For the same reason, eating spicy food while you have a cold can actually help ease your symptoms. As Rochester Regional Health explains, the capsaicin in your spicy food can both break up mucus in your respiratory system and boost its production. This can help relieve your sore throat and cough, but can also lead to more mucus running down your nose (and you sweating buckets).

But spicy foods do not cure the common cold

Unfortunately, the relief that eating spicy foods can bring to someone experiencing cold symptoms likely caused the incorrect belief that it can actually solve the person's predicament. While eating spicy food during a particularly nasty bout of the common cold can help you feel a lot less awful, it won't cure you. In fact, as you've likely already heard from your science teachers, there is no cure for the common cold.

According to Scientific American, experts have been searching for a cure since the middle of the 20th century, but have yet to succeed.

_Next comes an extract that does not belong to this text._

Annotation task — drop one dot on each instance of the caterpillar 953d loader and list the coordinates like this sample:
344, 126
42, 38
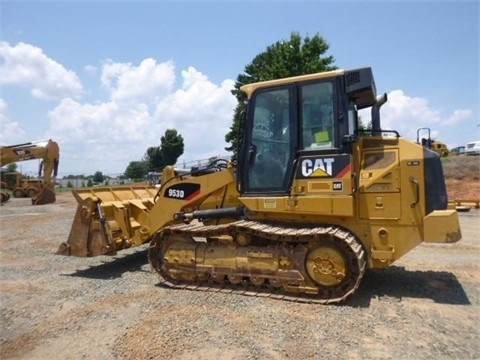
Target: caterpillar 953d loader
310, 203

As Edinburgh Napier University immunologist Peter Barlow explained, in order to develop a cure for the rhinoviruses that cause the cold, scientists need to figure out how to deal with every single type — and there are at least 160 of them. "The main challenge with rhinovirus is the number of circulating strains ... [i]t's incredibly difficult to create a vaccine or drug that will target all of those 160 [strains]." In simpler terms, it's like creating a key that opens 160 (possibly more) locks.

The good news, of course, is that the common cold tends to go away after a week or so, with rest and proper nutrition (per Mayo Clinic). So feel free to indulge in the spicy stuff when you have a cold; it won't cure you, but it will help you (or at the very least, your taste buds) feel better.